Health Expect. 2000 Dec; 3(4): 253-262.

Enhancing prevention in primary care: are interventions targeted towards consumers' and providers' perceived needs?

Beaulieu MD, Talbot Y, Jadad AR, Xhignesse M.

Professor and Chair, Department of Family Medicine, Université de Montreal, Groupe Interdisciplinaire de Recherche en Santé (GRIS) and Centre de Recherche Centre Hospitalier de l'Université de Montréal; Associate Professor, Department of Family and Community Medicine, University of Toronto; Professor, Department of Clinical Epidemiology and Biostatistics and Head of the Health Information Research Unit, McMaster University; Assistant Professor, Department of Family Medicine, Université de Sherbrooke.

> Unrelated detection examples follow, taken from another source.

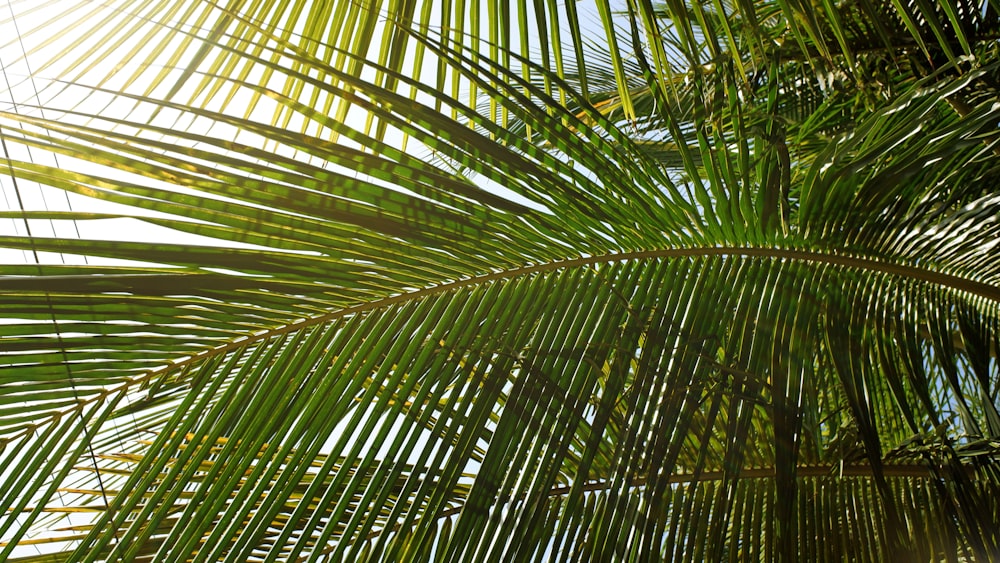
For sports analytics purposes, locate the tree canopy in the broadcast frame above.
[0,0,1000,561]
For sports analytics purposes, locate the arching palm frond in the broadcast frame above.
[0,0,1000,561]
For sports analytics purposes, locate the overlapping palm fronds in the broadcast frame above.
[0,0,1000,561]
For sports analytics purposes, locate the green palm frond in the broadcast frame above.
[0,0,1000,561]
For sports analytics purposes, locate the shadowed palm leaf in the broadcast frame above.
[0,0,1000,561]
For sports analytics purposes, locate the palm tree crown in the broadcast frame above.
[0,0,1000,561]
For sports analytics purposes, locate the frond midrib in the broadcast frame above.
[19,246,1000,448]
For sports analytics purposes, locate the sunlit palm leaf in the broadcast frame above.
[0,2,1000,561]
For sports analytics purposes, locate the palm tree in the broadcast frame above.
[0,0,1000,561]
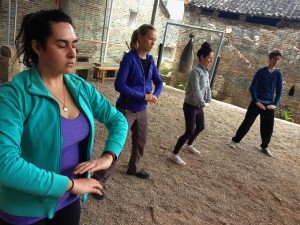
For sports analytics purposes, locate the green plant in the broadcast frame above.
[159,63,173,76]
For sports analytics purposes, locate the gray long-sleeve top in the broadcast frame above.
[184,63,211,108]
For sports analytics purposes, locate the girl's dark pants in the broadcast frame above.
[232,101,274,148]
[173,103,204,154]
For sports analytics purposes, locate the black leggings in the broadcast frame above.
[0,198,80,225]
[173,103,204,154]
[232,101,274,148]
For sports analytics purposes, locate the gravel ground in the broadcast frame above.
[81,80,300,225]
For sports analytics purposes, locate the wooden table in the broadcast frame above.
[93,66,119,83]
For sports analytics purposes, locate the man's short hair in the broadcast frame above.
[269,50,282,59]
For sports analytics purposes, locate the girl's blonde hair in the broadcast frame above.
[130,24,156,50]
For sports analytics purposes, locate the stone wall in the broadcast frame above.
[171,6,300,123]
[0,0,168,67]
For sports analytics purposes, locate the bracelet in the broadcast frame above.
[67,178,74,192]
[102,151,116,162]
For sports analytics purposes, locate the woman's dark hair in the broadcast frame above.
[197,42,213,60]
[15,10,72,67]
[269,50,282,60]
[130,24,156,50]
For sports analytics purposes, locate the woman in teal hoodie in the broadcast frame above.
[0,10,128,225]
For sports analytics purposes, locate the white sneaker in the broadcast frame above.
[261,148,273,157]
[183,145,200,154]
[170,153,186,166]
[229,141,236,148]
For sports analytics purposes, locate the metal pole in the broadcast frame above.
[14,0,18,44]
[157,22,169,71]
[99,0,108,63]
[151,0,159,26]
[103,0,114,62]
[6,0,11,46]
[209,32,224,82]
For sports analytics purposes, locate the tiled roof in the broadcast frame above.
[190,0,300,20]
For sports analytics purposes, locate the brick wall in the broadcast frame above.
[175,6,300,123]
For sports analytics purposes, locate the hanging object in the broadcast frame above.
[54,0,61,9]
[289,85,295,96]
[178,33,195,73]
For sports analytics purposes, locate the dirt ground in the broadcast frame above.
[81,81,300,225]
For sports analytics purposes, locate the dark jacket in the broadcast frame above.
[250,67,283,106]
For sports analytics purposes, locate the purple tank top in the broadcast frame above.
[0,112,90,225]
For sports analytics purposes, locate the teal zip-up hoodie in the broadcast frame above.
[0,66,128,218]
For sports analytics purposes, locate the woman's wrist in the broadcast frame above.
[67,178,74,192]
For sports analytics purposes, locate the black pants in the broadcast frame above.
[173,103,204,154]
[0,198,80,225]
[232,101,274,148]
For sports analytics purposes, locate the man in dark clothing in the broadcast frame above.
[229,50,283,157]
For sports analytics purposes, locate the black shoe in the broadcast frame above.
[126,169,150,179]
[261,148,273,157]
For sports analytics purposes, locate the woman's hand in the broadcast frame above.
[145,94,158,104]
[267,105,276,109]
[73,153,113,175]
[67,178,103,195]
[255,102,266,110]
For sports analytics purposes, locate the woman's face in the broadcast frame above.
[200,52,214,67]
[269,55,281,67]
[38,22,77,74]
[138,30,156,52]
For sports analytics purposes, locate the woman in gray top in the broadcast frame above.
[170,42,214,165]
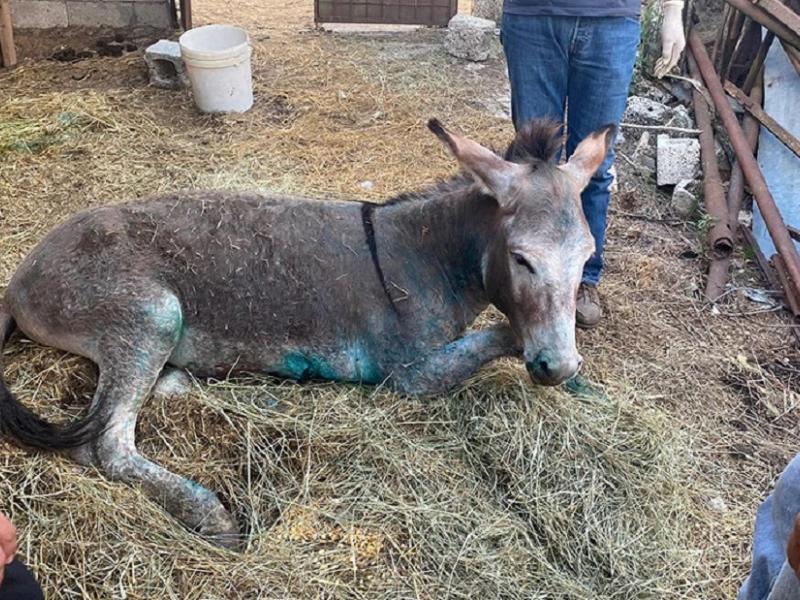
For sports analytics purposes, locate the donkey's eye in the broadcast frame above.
[511,252,536,275]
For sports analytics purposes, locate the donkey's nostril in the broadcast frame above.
[539,360,550,377]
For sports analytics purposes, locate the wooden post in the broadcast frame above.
[0,0,17,67]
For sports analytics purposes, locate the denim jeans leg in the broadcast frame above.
[567,17,639,285]
[501,14,576,129]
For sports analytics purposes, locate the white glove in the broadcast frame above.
[655,0,686,79]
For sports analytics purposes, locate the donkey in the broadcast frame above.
[0,120,612,545]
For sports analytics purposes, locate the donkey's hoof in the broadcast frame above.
[197,507,244,550]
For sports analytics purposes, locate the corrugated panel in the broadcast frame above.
[314,0,458,27]
[753,40,800,257]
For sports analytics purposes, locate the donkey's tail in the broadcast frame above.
[0,299,102,450]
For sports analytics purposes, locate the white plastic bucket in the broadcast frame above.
[179,25,253,113]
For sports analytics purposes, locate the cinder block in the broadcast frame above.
[67,1,134,27]
[144,40,189,90]
[444,14,495,61]
[656,133,700,185]
[133,0,172,29]
[11,0,68,29]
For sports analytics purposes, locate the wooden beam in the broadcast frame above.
[0,0,17,67]
[725,81,800,163]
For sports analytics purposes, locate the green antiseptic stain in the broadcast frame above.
[564,375,608,401]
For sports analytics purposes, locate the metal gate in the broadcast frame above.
[314,0,458,27]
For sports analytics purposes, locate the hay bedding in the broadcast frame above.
[0,1,797,599]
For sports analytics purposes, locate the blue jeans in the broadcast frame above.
[501,13,639,285]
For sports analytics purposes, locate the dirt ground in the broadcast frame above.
[0,0,800,600]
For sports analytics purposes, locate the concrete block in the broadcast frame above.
[67,0,133,27]
[656,133,700,185]
[133,0,172,29]
[622,96,670,125]
[472,0,503,23]
[11,0,68,29]
[144,40,189,90]
[444,14,495,60]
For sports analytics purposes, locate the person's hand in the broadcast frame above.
[0,513,17,584]
[655,0,686,79]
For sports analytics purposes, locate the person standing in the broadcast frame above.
[500,0,686,328]
[0,513,44,600]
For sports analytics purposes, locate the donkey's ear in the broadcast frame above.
[428,119,524,210]
[561,125,615,190]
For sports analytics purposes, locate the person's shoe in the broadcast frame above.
[575,283,603,329]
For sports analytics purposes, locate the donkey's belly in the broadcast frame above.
[169,329,385,383]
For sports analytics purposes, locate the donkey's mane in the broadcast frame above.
[376,119,564,207]
[505,119,564,165]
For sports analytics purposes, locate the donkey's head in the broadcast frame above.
[428,120,613,385]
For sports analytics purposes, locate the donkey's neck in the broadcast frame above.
[375,177,497,324]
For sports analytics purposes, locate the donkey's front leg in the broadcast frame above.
[389,324,522,396]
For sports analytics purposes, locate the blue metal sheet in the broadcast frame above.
[753,39,800,257]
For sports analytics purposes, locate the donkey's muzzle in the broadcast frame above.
[525,350,583,385]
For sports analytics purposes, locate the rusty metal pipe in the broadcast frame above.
[728,82,764,231]
[687,54,733,258]
[689,29,800,300]
[772,254,800,319]
[706,85,764,302]
[725,0,800,49]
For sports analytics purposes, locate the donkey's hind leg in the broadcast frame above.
[69,367,192,468]
[96,297,239,547]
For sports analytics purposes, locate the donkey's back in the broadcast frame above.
[6,193,385,379]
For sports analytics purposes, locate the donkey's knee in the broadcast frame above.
[153,368,192,400]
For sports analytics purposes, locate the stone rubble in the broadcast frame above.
[656,133,700,185]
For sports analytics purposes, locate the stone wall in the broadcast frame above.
[11,0,171,29]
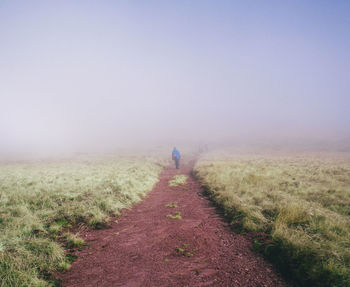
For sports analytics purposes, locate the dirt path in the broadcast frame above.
[60,165,286,287]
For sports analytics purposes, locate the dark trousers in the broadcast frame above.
[175,159,180,169]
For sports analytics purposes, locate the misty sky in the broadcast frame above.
[0,0,350,154]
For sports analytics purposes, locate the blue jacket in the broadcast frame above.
[172,149,180,160]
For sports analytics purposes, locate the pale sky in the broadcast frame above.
[0,0,350,154]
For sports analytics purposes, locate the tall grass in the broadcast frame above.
[0,157,162,286]
[195,153,350,286]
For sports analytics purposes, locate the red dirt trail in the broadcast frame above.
[59,164,288,287]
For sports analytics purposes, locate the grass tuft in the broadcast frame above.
[0,156,162,286]
[195,153,350,286]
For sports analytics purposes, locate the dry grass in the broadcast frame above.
[0,156,162,287]
[195,152,350,286]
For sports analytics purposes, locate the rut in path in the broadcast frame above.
[60,164,287,287]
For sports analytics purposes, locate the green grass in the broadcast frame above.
[169,174,187,186]
[0,156,162,287]
[195,153,350,286]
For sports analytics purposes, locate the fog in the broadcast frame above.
[0,0,350,158]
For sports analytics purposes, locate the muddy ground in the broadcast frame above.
[59,164,289,287]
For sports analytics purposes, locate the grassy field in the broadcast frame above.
[195,151,350,286]
[0,156,162,287]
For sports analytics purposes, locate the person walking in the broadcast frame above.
[171,147,180,169]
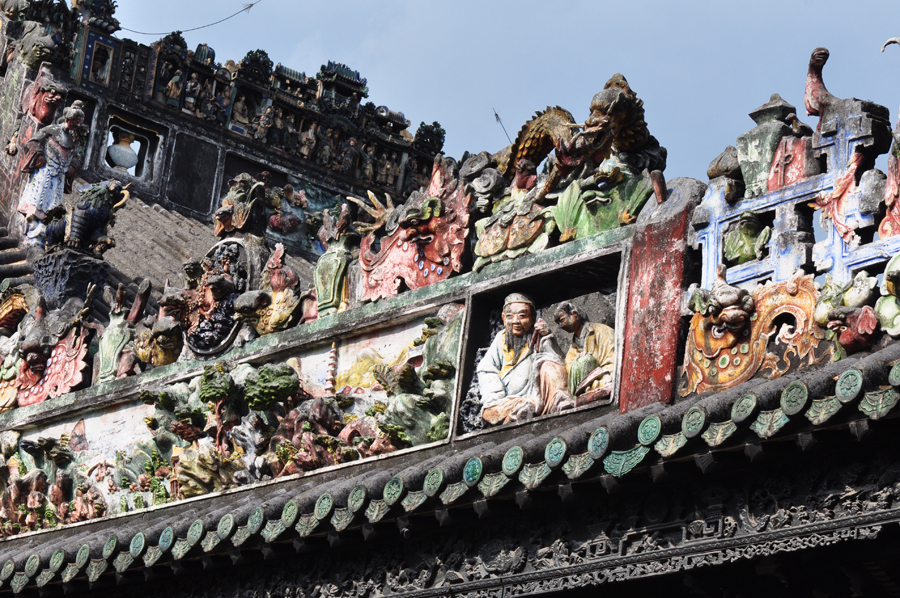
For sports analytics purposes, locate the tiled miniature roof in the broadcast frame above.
[0,343,900,592]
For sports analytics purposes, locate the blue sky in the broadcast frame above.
[116,0,900,182]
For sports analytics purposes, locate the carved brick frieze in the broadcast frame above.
[67,446,900,598]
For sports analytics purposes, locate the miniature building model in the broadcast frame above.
[0,0,900,598]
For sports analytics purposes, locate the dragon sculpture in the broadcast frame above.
[461,74,666,270]
[344,154,471,303]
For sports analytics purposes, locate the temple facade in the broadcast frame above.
[0,0,900,598]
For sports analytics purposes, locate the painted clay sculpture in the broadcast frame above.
[680,267,835,396]
[348,154,471,301]
[723,211,772,266]
[554,302,616,405]
[476,293,575,425]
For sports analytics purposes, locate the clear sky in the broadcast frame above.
[116,0,900,182]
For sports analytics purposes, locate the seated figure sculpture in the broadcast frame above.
[554,301,616,404]
[476,293,575,425]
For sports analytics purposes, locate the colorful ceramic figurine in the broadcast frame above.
[476,293,575,425]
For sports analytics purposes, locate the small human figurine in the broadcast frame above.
[253,106,273,141]
[375,153,391,185]
[266,106,285,148]
[384,152,397,187]
[283,113,297,154]
[300,123,316,160]
[284,183,308,210]
[476,293,575,425]
[166,70,184,108]
[18,105,84,244]
[341,137,359,176]
[156,62,173,104]
[554,301,616,395]
[359,145,375,183]
[183,73,202,112]
[316,129,334,166]
[403,158,419,197]
[231,95,250,127]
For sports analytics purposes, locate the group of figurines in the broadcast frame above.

OBJECTIVE: To explore perceived barriers to the implementation of prevention guidelines, with a particular interest to perceived information needs from the point of view of health professionals and consumers. STUDY DESIGN: Focus group. SETTING AND PARTICIPANTS: Eight focus groups were held in three Canadian cities: three with consumer, three with family physician, and two with primary care nurses. ANALYSIS: Inductive analysis based on transcribed interviews. The material was analysed by two of the investigators. Agreement on interpretation was checked independently by three other researchers on 10% of the material. RESULTS: Lack of motivation, discontinuity of care and lack of adequate remuneration were perceived as the strongest barriers to prevention implementation. Computerized information management systems were not perceived by physicians and nurses as strong facilitating factors. Consumers expressed strongly a need for information on non-traditional preventive interventions. Physicians and nurses expressed a need for patient education material more than for practice guidelines. Research evidence was not considered as the first criteria to judge the value of preventive information. CONCLUSIONS: Evidence-based medicine has triggered a massive effort to develop technologies to support the dissemination of evidence-based information on the assumption that poor access to such information is an important barrier to implementation of effective practices. Our results suggest that such an assumption may not be correct. Providing only evidence-based information from the realm of traditional medicine will appear restrictive to most users, particularly to consumers, and may not be as valued as anticipated considering the expressed scepticism toward research evidence.